Requirement: GPU Compute-Capability >= SM 70, nvcc >= 11.0
You could build the whole project once by the following code
cd ..
make exp
Or you could follow these steps to run spmm only.
Step 1: build ge-spmm library
cd ../src/ge-spmm
make
cd ../../example
Step 2: build the example
cd ge-spmm
make
# will generate spmm.out
Step 3: run example
./spmm.out ../data/p2p-Gnutella31.mtx
./spmm.out ../data/p2p-Gnutella31.mtx 32 # set arbitrary #columns in rhs dense matrix
Example output (on V100, cuda v11.1)
Finish reading matrix 62586 rows, 62586 columns, 147892 nnz.
Ignore original values and use randomly generated values.
[Cusparse] Report: spmm A(62586 x 62586) * B(62586 x 32) sparsity 0.000038 (nnz=147892)
Time 0.076032 (ms), Throughput 124.487694 (gflops).
[GE-SpMM][Alg: 0] Report: spmm A(62586 x 62586) * B(62586 x 32) sparsity 0.000038 (nnz=147892)

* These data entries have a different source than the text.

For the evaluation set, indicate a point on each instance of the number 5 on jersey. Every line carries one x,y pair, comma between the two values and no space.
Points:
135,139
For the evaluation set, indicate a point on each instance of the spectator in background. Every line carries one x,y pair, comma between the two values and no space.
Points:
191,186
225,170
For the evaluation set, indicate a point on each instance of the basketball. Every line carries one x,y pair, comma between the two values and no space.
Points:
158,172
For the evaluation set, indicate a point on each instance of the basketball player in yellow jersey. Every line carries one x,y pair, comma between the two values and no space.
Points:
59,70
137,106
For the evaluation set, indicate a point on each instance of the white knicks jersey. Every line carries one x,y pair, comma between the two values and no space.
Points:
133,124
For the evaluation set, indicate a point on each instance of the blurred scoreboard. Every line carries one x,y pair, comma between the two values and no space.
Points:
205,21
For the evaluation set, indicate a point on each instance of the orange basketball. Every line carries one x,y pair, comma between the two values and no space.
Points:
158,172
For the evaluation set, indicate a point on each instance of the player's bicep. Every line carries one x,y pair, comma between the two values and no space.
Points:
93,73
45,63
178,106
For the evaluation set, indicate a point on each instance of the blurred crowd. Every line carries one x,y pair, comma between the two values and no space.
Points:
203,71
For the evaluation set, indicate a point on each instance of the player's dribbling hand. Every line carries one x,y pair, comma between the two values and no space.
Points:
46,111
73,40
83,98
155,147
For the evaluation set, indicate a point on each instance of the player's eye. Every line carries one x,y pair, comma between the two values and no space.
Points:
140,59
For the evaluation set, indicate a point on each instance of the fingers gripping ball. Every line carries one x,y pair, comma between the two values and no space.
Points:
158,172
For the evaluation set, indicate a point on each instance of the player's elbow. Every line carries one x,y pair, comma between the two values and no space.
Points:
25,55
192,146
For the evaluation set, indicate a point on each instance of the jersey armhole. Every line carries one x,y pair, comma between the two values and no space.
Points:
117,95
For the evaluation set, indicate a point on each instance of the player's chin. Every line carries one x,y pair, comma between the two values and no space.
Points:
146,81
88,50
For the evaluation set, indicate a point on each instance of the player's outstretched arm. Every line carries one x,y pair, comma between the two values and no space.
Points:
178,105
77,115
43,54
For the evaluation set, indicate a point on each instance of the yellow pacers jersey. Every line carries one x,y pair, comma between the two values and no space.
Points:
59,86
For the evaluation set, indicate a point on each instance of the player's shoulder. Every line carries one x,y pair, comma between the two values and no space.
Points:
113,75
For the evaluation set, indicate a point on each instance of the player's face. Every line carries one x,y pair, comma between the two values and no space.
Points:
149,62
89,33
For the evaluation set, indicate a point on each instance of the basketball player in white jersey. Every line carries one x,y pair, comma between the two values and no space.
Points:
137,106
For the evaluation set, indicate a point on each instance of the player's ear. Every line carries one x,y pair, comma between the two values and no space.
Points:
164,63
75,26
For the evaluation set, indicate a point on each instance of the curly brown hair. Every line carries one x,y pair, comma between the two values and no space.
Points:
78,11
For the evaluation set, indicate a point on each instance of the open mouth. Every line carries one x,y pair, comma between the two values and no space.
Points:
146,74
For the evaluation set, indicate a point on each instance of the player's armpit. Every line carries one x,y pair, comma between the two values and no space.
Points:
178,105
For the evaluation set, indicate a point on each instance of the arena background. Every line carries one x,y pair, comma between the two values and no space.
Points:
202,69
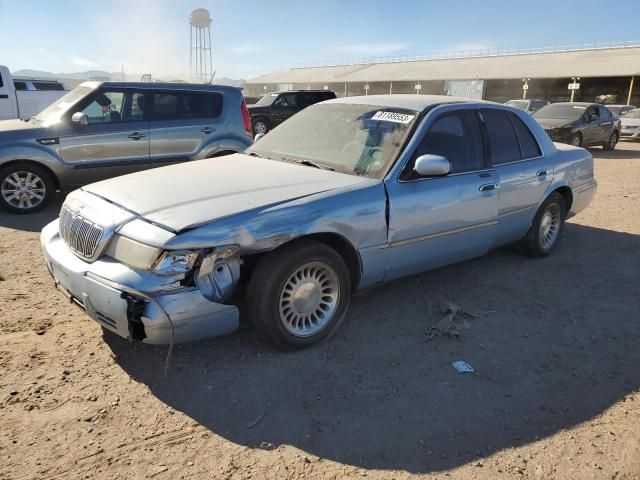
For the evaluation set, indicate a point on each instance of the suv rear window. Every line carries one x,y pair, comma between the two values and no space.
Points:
48,86
185,106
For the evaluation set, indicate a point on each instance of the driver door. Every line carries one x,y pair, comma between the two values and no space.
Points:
435,221
284,107
115,141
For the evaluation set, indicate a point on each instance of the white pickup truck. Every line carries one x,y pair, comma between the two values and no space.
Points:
22,97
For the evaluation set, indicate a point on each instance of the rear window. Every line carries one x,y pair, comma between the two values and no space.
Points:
185,106
528,145
502,137
48,86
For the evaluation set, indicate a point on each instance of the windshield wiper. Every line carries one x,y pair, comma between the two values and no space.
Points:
309,163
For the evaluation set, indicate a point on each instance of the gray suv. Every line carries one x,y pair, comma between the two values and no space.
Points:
106,129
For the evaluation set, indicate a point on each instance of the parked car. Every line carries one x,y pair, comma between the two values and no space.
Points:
347,194
580,124
23,97
527,105
106,129
630,124
274,108
620,109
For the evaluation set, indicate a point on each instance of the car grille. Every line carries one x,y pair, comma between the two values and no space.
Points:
81,235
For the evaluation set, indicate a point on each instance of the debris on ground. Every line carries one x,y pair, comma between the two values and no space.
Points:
462,367
452,324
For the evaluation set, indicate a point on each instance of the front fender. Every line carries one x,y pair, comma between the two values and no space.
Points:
42,155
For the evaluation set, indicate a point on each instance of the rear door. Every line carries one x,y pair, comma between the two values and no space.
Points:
182,123
115,141
8,106
525,174
435,221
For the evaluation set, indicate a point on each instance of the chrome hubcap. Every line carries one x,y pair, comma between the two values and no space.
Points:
549,226
260,127
309,299
23,190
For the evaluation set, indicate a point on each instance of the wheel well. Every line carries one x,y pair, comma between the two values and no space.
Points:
567,195
340,244
54,177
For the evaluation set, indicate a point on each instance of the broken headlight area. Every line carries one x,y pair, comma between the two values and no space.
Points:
219,273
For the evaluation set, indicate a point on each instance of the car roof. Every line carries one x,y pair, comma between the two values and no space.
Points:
199,87
408,101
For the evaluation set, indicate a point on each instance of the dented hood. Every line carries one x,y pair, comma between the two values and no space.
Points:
190,194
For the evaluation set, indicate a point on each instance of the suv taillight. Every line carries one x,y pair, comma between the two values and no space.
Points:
246,118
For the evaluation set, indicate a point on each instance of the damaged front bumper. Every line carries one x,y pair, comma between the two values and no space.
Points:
129,302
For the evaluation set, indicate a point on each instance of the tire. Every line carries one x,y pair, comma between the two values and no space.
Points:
575,140
549,219
294,285
612,142
259,125
35,183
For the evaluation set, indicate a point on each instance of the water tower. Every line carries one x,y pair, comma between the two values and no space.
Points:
201,58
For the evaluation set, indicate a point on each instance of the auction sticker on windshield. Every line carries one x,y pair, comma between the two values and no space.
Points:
393,117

Time 0.045675 (ms), Throughput 207.228882 (gflops).
[GE-SpMM][Alg: 1] Report: spmm A(62586 x 62586) * B(62586 x 32) sparsity 0.000038 (nnz=147892)

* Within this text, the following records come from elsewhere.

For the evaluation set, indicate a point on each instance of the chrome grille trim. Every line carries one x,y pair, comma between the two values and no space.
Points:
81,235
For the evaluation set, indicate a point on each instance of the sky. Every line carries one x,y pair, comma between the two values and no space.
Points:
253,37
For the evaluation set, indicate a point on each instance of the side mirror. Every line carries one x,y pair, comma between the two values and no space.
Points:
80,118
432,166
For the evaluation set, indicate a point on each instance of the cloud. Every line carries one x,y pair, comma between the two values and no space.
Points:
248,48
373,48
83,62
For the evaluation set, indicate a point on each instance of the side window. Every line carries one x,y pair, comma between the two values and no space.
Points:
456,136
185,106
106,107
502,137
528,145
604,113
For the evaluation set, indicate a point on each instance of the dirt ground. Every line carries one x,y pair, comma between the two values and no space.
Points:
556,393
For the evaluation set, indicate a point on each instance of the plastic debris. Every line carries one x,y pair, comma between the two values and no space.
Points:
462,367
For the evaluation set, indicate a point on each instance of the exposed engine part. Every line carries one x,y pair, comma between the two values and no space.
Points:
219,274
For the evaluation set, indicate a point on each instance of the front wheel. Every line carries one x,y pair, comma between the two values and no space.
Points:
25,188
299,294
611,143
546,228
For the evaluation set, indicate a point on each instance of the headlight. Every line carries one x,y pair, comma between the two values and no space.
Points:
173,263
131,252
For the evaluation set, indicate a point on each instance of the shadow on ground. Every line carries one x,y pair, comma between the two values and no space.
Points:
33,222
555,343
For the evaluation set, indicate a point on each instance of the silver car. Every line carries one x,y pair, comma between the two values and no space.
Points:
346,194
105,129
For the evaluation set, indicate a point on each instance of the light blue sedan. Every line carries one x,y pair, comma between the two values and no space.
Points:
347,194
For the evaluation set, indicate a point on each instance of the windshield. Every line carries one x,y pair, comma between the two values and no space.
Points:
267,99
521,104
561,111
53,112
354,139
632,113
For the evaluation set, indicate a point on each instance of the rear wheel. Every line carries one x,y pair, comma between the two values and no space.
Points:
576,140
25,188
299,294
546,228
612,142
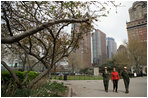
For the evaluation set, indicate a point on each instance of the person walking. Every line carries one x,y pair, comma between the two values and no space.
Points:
106,79
115,78
126,79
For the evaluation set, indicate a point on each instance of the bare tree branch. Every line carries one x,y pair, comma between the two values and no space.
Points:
16,38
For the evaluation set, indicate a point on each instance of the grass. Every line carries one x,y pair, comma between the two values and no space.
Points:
78,78
48,89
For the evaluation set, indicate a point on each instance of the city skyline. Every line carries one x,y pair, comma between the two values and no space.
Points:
114,25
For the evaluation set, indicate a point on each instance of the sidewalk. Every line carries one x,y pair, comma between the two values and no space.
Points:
95,88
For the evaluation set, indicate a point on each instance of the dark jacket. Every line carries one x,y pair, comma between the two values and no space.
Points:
105,76
125,75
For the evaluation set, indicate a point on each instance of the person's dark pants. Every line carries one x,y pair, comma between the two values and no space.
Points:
126,83
115,85
106,82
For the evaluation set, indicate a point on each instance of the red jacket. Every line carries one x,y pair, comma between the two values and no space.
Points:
115,76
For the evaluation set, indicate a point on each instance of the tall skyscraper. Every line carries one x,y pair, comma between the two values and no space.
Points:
99,47
111,47
84,50
137,27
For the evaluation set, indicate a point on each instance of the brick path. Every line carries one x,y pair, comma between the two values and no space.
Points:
95,88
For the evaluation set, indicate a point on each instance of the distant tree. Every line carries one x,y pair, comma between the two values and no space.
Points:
35,28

Time 0.231848 (ms), Throughput 40.824486 (gflops).
[GE-SpMM][Alg: 2] Report: spmm A(62586 x 62586) * B(62586 x 32) sparsity 0.000038 (nnz=147892)

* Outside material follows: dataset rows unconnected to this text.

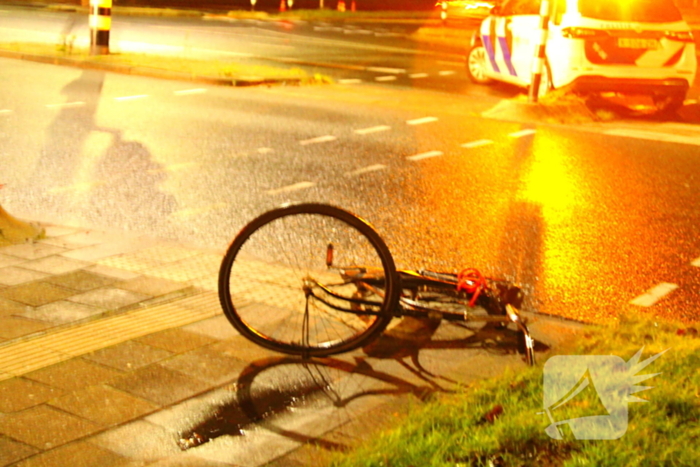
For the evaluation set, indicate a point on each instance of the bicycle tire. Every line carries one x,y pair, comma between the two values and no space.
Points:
266,268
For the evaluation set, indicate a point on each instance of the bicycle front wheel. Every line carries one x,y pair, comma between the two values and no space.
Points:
291,281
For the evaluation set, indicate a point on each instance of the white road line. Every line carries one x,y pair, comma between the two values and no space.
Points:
420,121
186,92
378,69
655,136
66,105
477,143
654,294
288,188
364,170
320,139
424,155
521,133
373,129
130,98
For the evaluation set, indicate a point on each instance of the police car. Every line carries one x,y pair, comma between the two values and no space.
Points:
635,47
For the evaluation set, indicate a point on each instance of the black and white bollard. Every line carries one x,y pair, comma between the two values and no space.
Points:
539,61
100,24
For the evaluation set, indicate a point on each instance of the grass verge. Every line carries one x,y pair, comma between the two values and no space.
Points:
213,68
499,422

Time 0.076493 (ms), Throughput 123.738281 (gflops).
[GE-SpMM][Alg: 3] Report: spmm A(62586 x 62586) * B(62586 x 32) sparsity 0.000038 (nnz=147892)
Time 0.857259 (ms), Throughput 11.041107 (gflops).
[GE-SpMM][Alg: 8] Report: spmm A(62586 x 62586) * B(62586 x 32) sparsity 0.000038 (nnz=147892)
Time 0.226008 (ms), Throughput 41.879375 (gflops).
[GE-SpMM][Alg: 9] Report: spmm A(62586 x 62586) * B(62586 x 32) sparsity 0.000038 (nnz=147892)
Time 0.044950 (ms), Throughput 210.568878 (gflops).
Make sure you have installed the requirements as follows:
- torch >= 1.8.0
- ninja
- scipy
Step Enter the example's folder:
cd gspmm-fp
Then you could run our example by
python gspmm-exp.py [k]
Here k is the feature length of the input dense matrix.
Example output (on RTX3090, cuda v11.2)
Loading extension module spmm...
running u_sub_e_sum our time is: 0.0004
Note here we use JIT, so it is normal to wait longer when compiling the project the first time.